Historically, there has been reluctance, from mainstream IR scholars as well as feminists, to seriously engage with women's agency in warfare. Instead, scholarship has tended to focus on women's activism for peace or to ignore women's agency altogether. Recently, a growing strand of literature has problematised the common representation of women as victims only during conflict, however, most of this literature focuses on a definition of agency linked to political subjectivity, how individuals act. Instead, following Butler's understanding of agency, this book analyses how agency is represented through discourses which produce subjects, not individuals. In other words, the subject position of 'female' in discourses of political violence and the representations of agency held by that subject constitutes the scope for analysis.

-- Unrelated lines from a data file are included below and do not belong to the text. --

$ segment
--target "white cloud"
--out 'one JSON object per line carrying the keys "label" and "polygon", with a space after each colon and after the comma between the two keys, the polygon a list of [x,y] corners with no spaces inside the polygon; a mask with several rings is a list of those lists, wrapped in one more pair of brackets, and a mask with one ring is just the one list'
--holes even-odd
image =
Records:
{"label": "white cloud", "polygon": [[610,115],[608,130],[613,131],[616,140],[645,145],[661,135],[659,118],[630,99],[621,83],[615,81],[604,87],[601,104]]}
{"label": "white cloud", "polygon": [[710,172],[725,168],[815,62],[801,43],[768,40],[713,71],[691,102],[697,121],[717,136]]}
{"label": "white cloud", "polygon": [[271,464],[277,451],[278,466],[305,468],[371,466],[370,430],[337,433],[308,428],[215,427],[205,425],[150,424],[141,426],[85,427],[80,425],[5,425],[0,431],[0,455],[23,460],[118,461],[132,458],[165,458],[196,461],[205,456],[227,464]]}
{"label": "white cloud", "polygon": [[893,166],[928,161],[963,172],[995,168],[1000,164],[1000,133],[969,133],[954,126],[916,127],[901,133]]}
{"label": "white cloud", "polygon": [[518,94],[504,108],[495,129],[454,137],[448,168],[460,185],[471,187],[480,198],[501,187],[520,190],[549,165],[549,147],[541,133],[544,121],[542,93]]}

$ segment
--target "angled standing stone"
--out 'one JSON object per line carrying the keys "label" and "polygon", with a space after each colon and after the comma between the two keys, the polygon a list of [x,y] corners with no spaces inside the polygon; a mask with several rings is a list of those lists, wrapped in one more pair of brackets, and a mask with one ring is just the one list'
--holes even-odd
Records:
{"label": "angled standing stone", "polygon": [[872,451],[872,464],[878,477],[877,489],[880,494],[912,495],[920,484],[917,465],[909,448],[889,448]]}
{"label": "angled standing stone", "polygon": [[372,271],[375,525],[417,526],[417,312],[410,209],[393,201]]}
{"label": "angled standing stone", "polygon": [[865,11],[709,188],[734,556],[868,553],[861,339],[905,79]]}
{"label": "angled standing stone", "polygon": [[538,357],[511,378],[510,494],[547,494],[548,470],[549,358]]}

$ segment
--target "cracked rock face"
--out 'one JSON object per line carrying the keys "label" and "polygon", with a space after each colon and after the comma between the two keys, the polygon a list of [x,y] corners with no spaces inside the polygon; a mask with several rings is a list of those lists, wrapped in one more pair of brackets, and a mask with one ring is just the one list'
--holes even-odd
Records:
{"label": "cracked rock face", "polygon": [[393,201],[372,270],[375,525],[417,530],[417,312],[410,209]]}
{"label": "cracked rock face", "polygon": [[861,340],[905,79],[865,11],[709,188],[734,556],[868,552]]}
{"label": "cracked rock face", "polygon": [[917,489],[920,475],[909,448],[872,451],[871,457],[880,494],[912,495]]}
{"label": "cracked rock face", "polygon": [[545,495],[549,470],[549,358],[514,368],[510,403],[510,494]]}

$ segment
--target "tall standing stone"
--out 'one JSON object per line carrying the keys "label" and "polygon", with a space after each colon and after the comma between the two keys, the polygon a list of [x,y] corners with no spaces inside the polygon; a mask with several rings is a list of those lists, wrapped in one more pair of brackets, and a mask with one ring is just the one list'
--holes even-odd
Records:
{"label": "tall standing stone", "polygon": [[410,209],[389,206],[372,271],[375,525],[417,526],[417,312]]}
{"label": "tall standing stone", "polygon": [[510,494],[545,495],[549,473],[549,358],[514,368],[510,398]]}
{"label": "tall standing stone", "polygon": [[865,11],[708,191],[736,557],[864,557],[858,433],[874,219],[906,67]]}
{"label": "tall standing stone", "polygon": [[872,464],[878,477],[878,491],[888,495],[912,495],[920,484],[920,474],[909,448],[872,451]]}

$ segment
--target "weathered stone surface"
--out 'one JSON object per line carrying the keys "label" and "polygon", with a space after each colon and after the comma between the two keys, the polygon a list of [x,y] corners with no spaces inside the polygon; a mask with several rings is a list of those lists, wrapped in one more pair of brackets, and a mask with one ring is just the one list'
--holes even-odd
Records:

Perhaps most importantly, whereas most of the existing literature on female agency in political violence tends to focus on narratives, this volume does not distinguish between different forms of representations but instead focuses on visual representations and the use of popular culture as data for analysis.As a result, the empirical cases analysed in this book consist of three 'real' and three fictional cases ( Faye Turney, Lynndie England, Janis Karpinski, Britz, Female Agents and The BaaderBook Meinhof Complex ) in order to emphasise that both types are representations of events and, thus, that both are part of story-telling and how the political is culturally understood. By using a poststructuralist feminist perspective and by analysing empirical cases from a Western 'war on terror' cultural context, Ahall seeks to demonstrate that motherhood is not simply a discourse denying women agency in political violence, but also central as to how agency in political violence is enabled. Motherhood and maternalism is 'everywhere' in war stories and, consequently, instrumental in order to understand how representations of female agency in political violence are gendered. This work will be of interest to students and scholars in areas such as gender, political violence and international relations.